Have you heard of Dunbar’s number? Dunbar, a scientist, recognized that wild primates lived in social networks about of about the same number from group to group. He carried that number into studying other animals and even humans, recognizing that with some variance, we each successfully and naturally hold an active network of about 150 people. If we don’t have a network to capacity, we may naturally find ourselves feeling lonely or at least inadvertently alone when we didn’t want to be. If a network grows to be more than our natural capacity, we will unintentionally end up losing touch with some people. You might hear the number 150 and think that that’s too many people to keep friendships active with any degree of quality, but you’ll be surprised if you made a friendship inventory.
Shasta Nelson, who has spoken at Hollywood Adventist Church a number of years ago, is a friendship guru who explains that friends come in all forms, not just of the best friends variety. We have friendships with everyone that we have banked some degree of familiarity, regularity, and good times with. We have friends that we might only see at work or at the gym, and we might have friends that we see only in group settings, and still others that used to be best friends seeing them everyday, but now because they moved, we text about the important things that come up maybe once a week. When you take that kind of inventory of your regular life routine, 150 might feel just about right. [Read one of Shasta Nelson’s books or watch one of her workshops on YouTube to better apply it for yourself.]
We all want to feel that we are a part of a circle of friends where we belong and contribute, where we feel loved and accepted. Wouldn’t that be wonderful if that place was in our church for you and for everyone else too? Although we have many strides in that direction, I see some things are still getting in the way, and I think the biggest things are our expectations of what friendships are, what church should be, and what our role is in this community. To illustrate, I’ll share my own experience with these details I’ve just shared, and I pray you will trace your own way to better friend network by it.

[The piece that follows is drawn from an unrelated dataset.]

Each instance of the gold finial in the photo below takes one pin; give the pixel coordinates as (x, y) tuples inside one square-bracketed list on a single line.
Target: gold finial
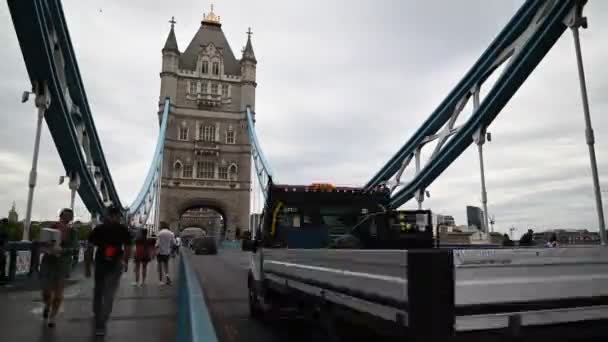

A little bit of time after I came to Hollywood, I still had a lot of friends back in the La Sierra / Loma Linda area from college days. I would visit some contingent of them almost every weekend, enjoying the familiarity they brought to my life and pastime. As my friends continued in their lives and me in mine, I realized I was making a decision by my actions. I knew that friendships don’t “just happen” and they won’t especially when I’m spending every weekend trying to maintain my past active connections.
I had learned of Dunbar’s number and I also knew that our church had over a hundred people in its orbit. I also knew that I loved our church and felt with confidence that God had led me here. So I invested myself fully into the people in our church, probably specifically into you reading this blurb I’m writing, and I let many of my friendships become dormant - not canceled - just into a “I’ll see them when I see them” state, knowing that it’ll be great when I’m around my old friends, but I’m in Los Angeles now. This is my city, these are my people, and I want to get to know them, I want to learn to love them, because obviously God does and so will I. I made that choice to fully invest and I love my network of all kinds of friendships here!
I’m just starting this conversation for us to continue. You have about 150, what number can you let open for investing in this community that is called by God’s name in this great city that God loves? I want to encourage you to open yourself up to the experience God has for you here. Consider who might be in your friendship circles you didn’t consider friends before. Friends come in all shapes and sizes, kinds and colors, and God has a rich experience awaiting you here. God has a great experience waiting for you, will you open yourself up for it?